Ist die Kernenergie gut oder schlecht für die Umwelt? Ende November suchten in Lausanne Experten an einer Veranstaltung des Nuklearforums Schweiz und der Fédération romande pour l'énergie (FRE) Antworten darauf. Mit dabei waren Antonio Hodgers (NR, Präsident Grüne Genf), Bruno Comby (Präsident Vereinigung Umweltschützer für die Kernenergie, F) und Jacques Neirynck (NR und Prof.
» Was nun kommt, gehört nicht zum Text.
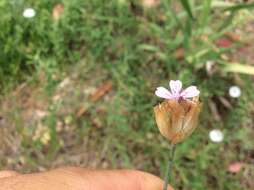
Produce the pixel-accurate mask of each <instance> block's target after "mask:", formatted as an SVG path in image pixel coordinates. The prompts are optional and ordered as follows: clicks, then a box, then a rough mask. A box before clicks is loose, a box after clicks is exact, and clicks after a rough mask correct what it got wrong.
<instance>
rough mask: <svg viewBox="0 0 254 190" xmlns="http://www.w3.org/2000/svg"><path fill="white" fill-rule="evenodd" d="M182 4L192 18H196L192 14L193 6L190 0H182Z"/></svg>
mask: <svg viewBox="0 0 254 190" xmlns="http://www.w3.org/2000/svg"><path fill="white" fill-rule="evenodd" d="M181 4H182V6H183V8H184V9H185V11H186V12H187V13H188V15H189V16H190V18H191V19H193V20H194V16H193V14H192V11H191V6H190V3H189V1H188V0H181Z"/></svg>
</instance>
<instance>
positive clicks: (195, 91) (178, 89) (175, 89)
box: [155, 80, 200, 100]
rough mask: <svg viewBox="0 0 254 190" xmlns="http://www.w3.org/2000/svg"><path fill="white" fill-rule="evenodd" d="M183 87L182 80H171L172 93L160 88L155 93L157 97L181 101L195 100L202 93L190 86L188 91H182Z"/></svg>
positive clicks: (185, 89) (182, 89)
mask: <svg viewBox="0 0 254 190" xmlns="http://www.w3.org/2000/svg"><path fill="white" fill-rule="evenodd" d="M182 86H183V85H182V82H181V81H180V80H170V81H169V87H170V90H171V91H169V90H168V89H166V88H164V87H158V88H157V89H156V91H155V95H156V96H158V97H160V98H165V99H174V100H179V99H187V98H193V97H195V96H198V95H199V93H200V91H199V90H198V89H197V87H196V86H189V87H188V88H186V89H182Z"/></svg>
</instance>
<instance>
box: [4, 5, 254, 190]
mask: <svg viewBox="0 0 254 190" xmlns="http://www.w3.org/2000/svg"><path fill="white" fill-rule="evenodd" d="M151 2H153V1H149V2H148V5H149V6H148V7H146V6H145V5H142V3H141V4H140V3H129V2H126V1H112V2H110V3H109V4H107V5H104V4H102V3H101V2H100V1H96V0H94V1H92V2H89V3H84V2H82V1H79V0H75V1H73V2H68V1H62V2H61V3H59V2H56V1H52V2H51V1H47V0H45V1H40V2H38V3H32V4H28V5H26V6H24V5H19V6H17V9H18V10H19V11H17V12H15V13H13V15H12V16H10V18H9V17H8V14H7V13H6V15H5V19H6V23H9V20H11V18H13V17H14V18H16V20H15V19H14V20H12V21H13V22H14V24H13V26H16V27H11V26H10V28H8V27H6V26H9V25H7V24H6V23H5V22H4V21H5V20H4V21H3V22H2V23H1V26H5V27H6V30H4V31H3V32H6V33H8V32H9V30H10V31H12V32H13V33H11V34H9V36H10V37H9V38H10V39H11V40H8V39H7V38H4V37H2V36H1V38H0V39H1V40H2V41H3V42H4V44H5V54H4V55H2V54H0V55H1V56H2V59H1V60H2V61H3V65H4V64H5V63H7V62H8V63H9V64H8V65H7V64H6V65H4V66H3V67H2V68H5V69H6V70H1V73H3V75H1V80H2V81H5V82H1V87H2V89H4V90H3V93H2V95H1V101H0V102H1V108H0V134H1V136H2V138H1V139H0V169H15V170H17V171H20V172H30V171H44V170H47V169H49V168H55V167H59V166H62V165H75V166H83V167H89V168H135V169H140V170H144V171H148V172H151V173H154V174H156V175H159V176H161V177H162V176H163V175H164V172H165V166H166V162H167V160H168V156H169V146H170V143H169V142H168V141H167V140H166V139H164V138H163V137H162V136H161V135H160V133H159V131H158V129H157V127H156V124H155V121H154V115H153V107H154V106H155V105H156V104H157V103H158V102H160V101H161V100H159V99H158V98H156V97H155V96H154V90H155V89H156V87H158V86H165V87H166V86H167V85H168V84H167V83H168V81H169V80H170V79H180V80H182V81H183V83H184V85H185V86H188V85H190V84H195V85H197V86H198V87H199V88H200V90H201V97H200V98H201V101H202V102H203V108H202V113H201V116H200V122H199V125H198V127H197V129H196V130H195V132H194V133H193V134H192V135H191V137H189V138H188V139H186V141H184V142H183V143H181V144H179V145H177V148H176V155H175V163H174V169H173V173H174V177H173V182H172V183H173V184H174V186H175V187H176V189H183V190H185V189H197V190H199V189H200V190H201V189H208V190H209V189H211V190H212V189H213V190H214V189H222V190H224V189H225V190H227V189H253V188H254V184H253V180H252V179H253V177H254V173H253V171H254V168H253V162H254V143H253V140H252V137H253V135H254V132H253V131H254V130H253V122H254V120H253V116H254V104H253V98H254V95H253V93H252V88H253V78H252V76H251V75H248V74H250V73H248V72H250V71H249V70H246V69H245V70H244V73H245V74H241V73H238V72H227V70H226V69H225V68H226V67H227V66H229V65H230V66H234V65H236V64H235V63H241V64H242V65H249V66H251V65H253V64H254V62H253V59H252V57H253V55H252V50H253V44H252V43H251V42H252V41H253V36H252V33H253V16H252V15H251V12H249V11H246V10H242V11H240V12H237V13H235V12H234V14H235V16H234V18H233V19H232V22H231V21H230V22H229V20H230V19H231V15H230V14H229V13H228V12H225V14H224V12H223V11H220V10H222V9H220V8H218V7H216V6H215V5H214V6H215V8H217V9H214V8H213V9H212V11H210V12H209V11H208V12H209V14H208V13H207V11H205V10H208V8H209V6H208V8H204V9H202V10H204V11H201V13H200V12H199V9H198V8H197V9H195V8H193V10H192V11H193V13H194V16H196V19H198V20H196V21H193V20H191V19H190V18H189V17H188V12H187V13H186V12H184V11H183V8H182V7H181V5H180V4H176V5H175V4H174V5H173V6H172V7H173V8H170V7H168V6H167V5H166V4H163V3H162V2H164V1H162V2H161V3H160V2H159V1H156V3H155V4H153V3H151ZM204 2H206V1H204ZM207 2H209V1H207ZM199 5H200V4H198V3H197V2H196V4H195V3H194V4H193V5H192V7H196V6H197V7H198V6H199ZM27 6H33V7H35V8H36V11H37V14H36V16H35V18H33V19H30V20H28V19H27V18H19V17H15V15H16V14H20V15H22V10H23V8H24V7H27ZM202 6H204V7H206V5H205V3H204V4H202ZM0 7H1V9H3V10H4V11H6V12H7V10H10V9H11V8H12V7H11V5H10V7H8V6H7V3H6V5H4V8H3V7H2V6H1V4H0ZM56 7H57V8H56ZM174 11H175V12H174ZM58 14H59V15H58ZM198 15H202V16H200V17H199V16H198ZM206 15H208V16H206ZM186 17H187V18H186ZM177 18H178V19H180V21H179V20H178V19H177ZM218 20H220V21H221V22H214V21H218ZM7 21H8V22H7ZM227 21H228V22H227ZM4 24H6V25H4ZM221 27H222V28H223V29H220V28H221ZM190 30H191V31H190ZM13 39H15V40H16V41H15V40H13ZM10 44H11V47H12V48H10V47H9V46H8V45H10ZM13 55H15V56H13ZM208 61H210V63H211V65H209V64H208ZM11 63H15V64H14V65H15V68H13V67H10V68H9V65H11ZM16 63H20V64H16ZM17 65H19V66H17ZM7 69H10V70H7ZM246 73H247V74H246ZM3 79H5V80H3ZM233 85H237V86H239V87H240V88H241V89H242V95H241V97H240V98H237V99H234V98H232V97H230V96H229V95H228V89H229V87H230V86H233ZM214 128H218V129H220V130H222V131H223V133H224V140H223V142H221V143H213V142H212V141H211V140H210V139H209V137H208V134H209V131H210V130H212V129H214ZM235 162H240V163H242V164H243V167H242V168H241V170H240V171H239V172H236V173H232V172H230V170H229V166H230V165H232V163H235Z"/></svg>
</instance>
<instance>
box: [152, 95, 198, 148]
mask: <svg viewBox="0 0 254 190" xmlns="http://www.w3.org/2000/svg"><path fill="white" fill-rule="evenodd" d="M200 110H201V103H200V102H199V100H198V98H196V99H193V100H185V99H184V100H165V101H164V102H162V103H161V104H159V105H157V106H155V107H154V113H155V119H156V123H157V126H158V128H159V130H160V132H161V134H162V135H163V136H164V137H166V138H167V139H168V140H169V141H171V143H173V144H176V143H179V142H181V141H183V140H184V139H185V138H186V137H188V136H189V135H190V134H191V133H192V132H193V131H194V129H195V128H196V126H197V122H198V117H199V113H200Z"/></svg>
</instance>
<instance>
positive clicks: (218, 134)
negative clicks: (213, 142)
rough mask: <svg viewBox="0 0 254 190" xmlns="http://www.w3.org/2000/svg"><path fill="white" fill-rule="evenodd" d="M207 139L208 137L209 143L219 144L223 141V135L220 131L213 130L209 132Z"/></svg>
mask: <svg viewBox="0 0 254 190" xmlns="http://www.w3.org/2000/svg"><path fill="white" fill-rule="evenodd" d="M209 137H210V139H211V141H213V142H217V143H219V142H221V141H222V140H223V138H224V135H223V133H222V131H221V130H219V129H213V130H211V131H210V133H209Z"/></svg>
ETH Lausanne).

Kommentare (14)
  • marbea 14.02.2010

    pit vom 6.12.

    der drehstrom ermöglicht uebertragung grosser leistung ohner die spannung zu erhoehen.deshalb habe ich ihn in usa 1963/64 vermisst.marbea

  • marbea 12.02.2010

    an pit falke betr drehstrom:wie schon anderswo geschrieben,hatte ich 1963/64 in new jersey damit zu leben,dass der in europa gebraeuchliche drehstrom nicht zur verfuegung stand fuer den betrieb von roentgengeneratoren.man konnte in kurzer zeit,die wegen der sogenannten bewegungsunschaerfe bei den roentgenaufnahmen genauso wie beim fotografieren eine rolle spielt,nur schwerlich die notwendige energie bereitstellen ohne drehstrom.die einzige moegliche loesung bestand in der erhoehug der aufnahmespannung, was wiederum den charakter der strahlung,die damit haerter wird,und damit auch den bildkontrast in unerwuenschter weise veraendert.man muss eben stets kompromissbereit und flexibel sein,daher faellt es mir heute leicht,veraenderungen im dispositiv der stromerzeugung,des transportes und der verwendung mit vermehrter anwendung von gleichstrom zu fordern.beste wuensche von marbea aus san francisco mit wechselnd sonnenschein und schon fast warmen regen bei plus 10 centigraden.

  • Pit Falke 12.02.2010

    Ist meine technische Frage vom 6. 12. 2009 in diesem Forum falsch platziert?

  • marbea 12.02.2010

    antwort an leitlein vom 14.1.Fragen sie einmal eine Institution, welche von einer gewissen Energieerzeugung abhängig ist, nach ihren Forschungsmethoden. Es wird das Ergebnis auch von der Art der Fragestellung abhängen. Wer die Antworten vorwegnehmen möchte, muss nur die Methoden entsprechend wählen, mit denen er zum gewünschten Ergebnis kommt.ich habe frueher auch feldversuche der pharmaindustrie begleitet und muss ihnen leider weitestgehend zustimmen.noch etwas: die elektrowirtschaft und elektroindustrie sind eine kapitalistische institution:immer mehr umsatz,immer mehr gewinn,immr mehr bonus.das zeigte sich schon frueh in den zahlreichen patenten der siemens brueder,eines edison,eines westinghouse.sie alle wollten die industrie mit energie beliefern und dabei etwas verdienen,was alles an sich nichts verwerfliches ist,gewinne braucht man zum blossen ueberleben und fuer die finanzierungdes fortschritt.aber leider mit dieser mentalitaet fehlt es vielleicht an der notwendigen foerderung eines sparwillens.mein schwiegervater,meine frau und ich sind uebrigens aktionaere der alpiq und sehen derzeit gar nichts unmoralisches dabei..

  • Danny John 29.01.2010

    ich kann dazu immer nur auf diese Seite verweisen: <a href="http://www.100-gute-gruende.de/">www.100-gute-gruende.de/index.xhtml</a> und diese Aktion unterstützen!

  • Leitlein 14.01.2010

    Angenommen sie fragen einen Räuber nach seinem kürzlichen Einbruch, werden sie eine ehrliche Antwort bekommen? Es hängt doch davon ab, wer fragt und mit welchen Konsequenzen zu rechnen ist.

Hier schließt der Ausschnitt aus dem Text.